# F1 - Won't Stop FF, or Pause Live TV (Was: Back to the drawing board DTV)



## Larry Daughtrey (Feb 14, 2006)

I have 2 R15's and both rec'd F1 update. When fast forwarding, then hitting play, it keeps on going. It happens on both boxes. Also, live TV wont pause half the time on one of the boxes.


----------



## Clint Lamor (Nov 15, 2005)

Larry Daughtrey said:


> I have 2 R15's and both rec'd F1 update. When fast forwarding, then hitting play, it keeps on going. It happens on both boxes. Also, live TV wont pause half the time on one of the boxes.


Have you tried rebooting the box since you got the update? In the past a post upgrade reboot has done woders.


----------



## Larry Daughtrey (Feb 14, 2006)

Yep. Power off unplugged reboot. Didnt help unfortunately.


----------



## Earl Bonovich (Nov 15, 2005)

Which program/channels where you watching?
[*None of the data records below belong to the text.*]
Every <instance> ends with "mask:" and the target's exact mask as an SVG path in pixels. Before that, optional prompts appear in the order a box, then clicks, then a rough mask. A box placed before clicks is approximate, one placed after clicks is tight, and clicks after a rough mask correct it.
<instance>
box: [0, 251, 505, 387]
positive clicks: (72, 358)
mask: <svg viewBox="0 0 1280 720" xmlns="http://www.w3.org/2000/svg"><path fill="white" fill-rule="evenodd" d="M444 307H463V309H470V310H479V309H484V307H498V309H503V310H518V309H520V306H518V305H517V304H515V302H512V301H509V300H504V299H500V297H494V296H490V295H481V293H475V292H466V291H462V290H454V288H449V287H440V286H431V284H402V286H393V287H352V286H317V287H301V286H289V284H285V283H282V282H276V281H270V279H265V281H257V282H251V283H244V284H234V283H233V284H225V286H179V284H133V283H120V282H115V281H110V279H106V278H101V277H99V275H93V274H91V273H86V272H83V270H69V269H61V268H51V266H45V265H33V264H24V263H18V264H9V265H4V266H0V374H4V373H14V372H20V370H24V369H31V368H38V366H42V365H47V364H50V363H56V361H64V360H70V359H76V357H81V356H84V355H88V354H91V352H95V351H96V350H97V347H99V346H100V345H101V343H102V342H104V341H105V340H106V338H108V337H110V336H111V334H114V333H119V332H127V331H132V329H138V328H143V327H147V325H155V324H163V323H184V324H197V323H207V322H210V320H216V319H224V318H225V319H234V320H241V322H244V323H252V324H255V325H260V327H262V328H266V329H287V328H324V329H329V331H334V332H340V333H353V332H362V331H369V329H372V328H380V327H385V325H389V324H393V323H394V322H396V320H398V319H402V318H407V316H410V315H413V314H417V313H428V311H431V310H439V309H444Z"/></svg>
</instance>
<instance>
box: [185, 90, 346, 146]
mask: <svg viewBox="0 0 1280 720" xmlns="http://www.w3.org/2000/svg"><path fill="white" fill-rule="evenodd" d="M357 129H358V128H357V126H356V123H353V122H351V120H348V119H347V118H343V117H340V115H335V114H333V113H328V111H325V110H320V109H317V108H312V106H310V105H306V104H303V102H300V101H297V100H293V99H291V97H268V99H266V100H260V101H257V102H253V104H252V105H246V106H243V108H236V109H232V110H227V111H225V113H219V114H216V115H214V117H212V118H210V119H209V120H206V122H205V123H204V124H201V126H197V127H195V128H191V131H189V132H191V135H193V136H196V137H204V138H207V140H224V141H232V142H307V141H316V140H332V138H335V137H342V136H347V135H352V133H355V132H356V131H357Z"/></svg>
I also edited the title so it is a little more descriptive of what your post includes.


----------



## Larry Daughtrey (Feb 14, 2006)

Earl, I didnt notice it happening to any one channel or program. it seems random. I just went in to ask my wife and she said watch this, and hit FF then Play and she'd have to hit Play 2 or 3 times before it would stop and play. It runs 2 to 3 minutes past the point when hitting play. We tried it on a couple other shows she has recorded and it was the same thing. Another thing we just noticed is the progress bar not always being orange on a recorded program. Sometimes it's green.


----------



## Earl Bonovich (Nov 15, 2005)

Odd... well I added this thread to the issue portion of the current releaes thread.

And I have sent it DirecTV.

What happens if you hit the jump back button to exit the FF motion


----------



## Larry Daughtrey (Feb 14, 2006)

Ok, Checked both boxes and I dont notice much improvement when hitting the Jump back button from FF. My wife says she thinks it improves it slightly.


----------



## cabanaboy1977 (Nov 16, 2005)

Is this during "live" TV or recorded programs or both? does it matter if it's a program recorded before the update?


----------



## Larry Daughtrey (Feb 14, 2006)

Both live and recorded. Its affecting pre update recordings as well as after update recordings.


----------



## Bobman (Jan 3, 2006)

Has anyone else had this happen ?


----------



## Earl Bonovich (Nov 15, 2005)

Larry.... Are you using the stock Remotes, or something else?
Is the blue light flashing when you hit play.

(I am just trying to think of other reasons that the Play button is not working to stop playback)


----------



## Larry Daughtrey (Feb 14, 2006)

Im using stock remotes. Yes the blue power light flashes when I hit play. I used her remote on my box and my remote on her box. Same thing.


----------



## ohio69 (Nov 3, 2006)

Bobman said:


> Has anyone else had this happen ?


Yep, on two sucessive r15-500 units. Never could get the DVR functions to work on either one.


----------



## Earl Bonovich (Nov 15, 2005)

ohio69 said:


> Yep, on two sucessive r15-500 units. Never could get the DVR functions to work on either one.


Have you received the latest F1 build ?


----------